Наконец монаху сложив руки на животе и вытаращив глаза, вылез из клетки, но в ту же минуту налетела волна, корабль качнуло, и монах полетел вверх тормашками.
— Что, будешь еще называть меня пузаном? — обратился к нему Ламме. — У тебя пузо потолще моего. Кто кормил тебя семь раз в день? Я. С чего это ты, такой горлан, присмирел и сменил гнев на милость к бедным гезам? Посиди еще годик в клетке, так и вовсе оттуда не выйдешь. При каждом движении щеки у тебя трясутся; как все равно свиной студень. Ты уже не орешь, скоро и сопеть перестанешь.

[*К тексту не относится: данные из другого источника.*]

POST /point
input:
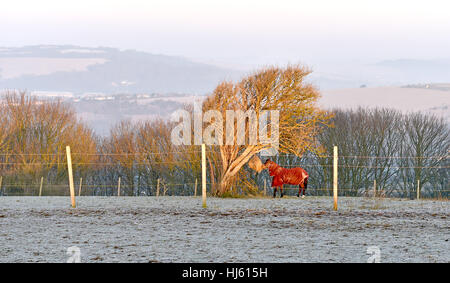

— Да замолчи ты, пузан! — сказал монах.
— Пузан! — в сердцах повторил Ламме. — Я Ламме Гудзак, а ты отец Дикзак, Фетзак, Лейгензак, Слоккензак, Вульпзак, толстый мешок, мешок жира, мешок лжи, мешок обжорства, мешок распутства. У тебя слой жира в четыре пальца толщиной, у тебя глаз не видно — совсем заплыли, мы с Уленшпигелем вдвоем свободно могли бы поместиться в соборе твоего пуза! Ты зовешь меня пузаном, а хочешь поглядеть в зеркало на свое толстобрюшество? Ведь это я тебя так раскормил в монумент из мяса и костей! Я поклялся, что ты салом будешь блевать, салом потеть и оставлять за собой жирные пятна, будто сальная свечка, тающая на солнце. Говорят, будто паралич приходит вместе с седьмым подбородком, а у тебя уже шесть с половиной. — Затем он обратился к гезам: — Посмотрите на этого потаскуна! Это отец Корнелис Адриансен Дряньсен из Брюгге. Там он изобрел самоновейший вид стыдливости. Его жир — это его наказание. Его жир — это дело моих рук. Слушайте все, моряки и солдаты!. Я ухожу от вас, ухожу от тебя, Уленшпигель, ухожу и от тебя, маленькая Неле, отправляюсь во Флиссинген, — там у меня есть имущество, — и заживу с моей милой вновь обретенной женой. Вы когда-то поклялись мне, что исполните любую мою просьбу...
— Гезы свое слово держат, — объявили все.
— Так вот, — продолжал Ламме, — взгляните на этого блудника отца Адриансена Дряньсена из Брюгге. Я поклялся, что он издохнет от толщины, как свинья. Смастерите ему клетку пошире, впихивайте в него насильно не семь, а двенадцать блюд в день, давайте ему пищу жирную и сладкую. Теперь он бык — превратите его в слона, тогда в клетке свободного местечка не останется.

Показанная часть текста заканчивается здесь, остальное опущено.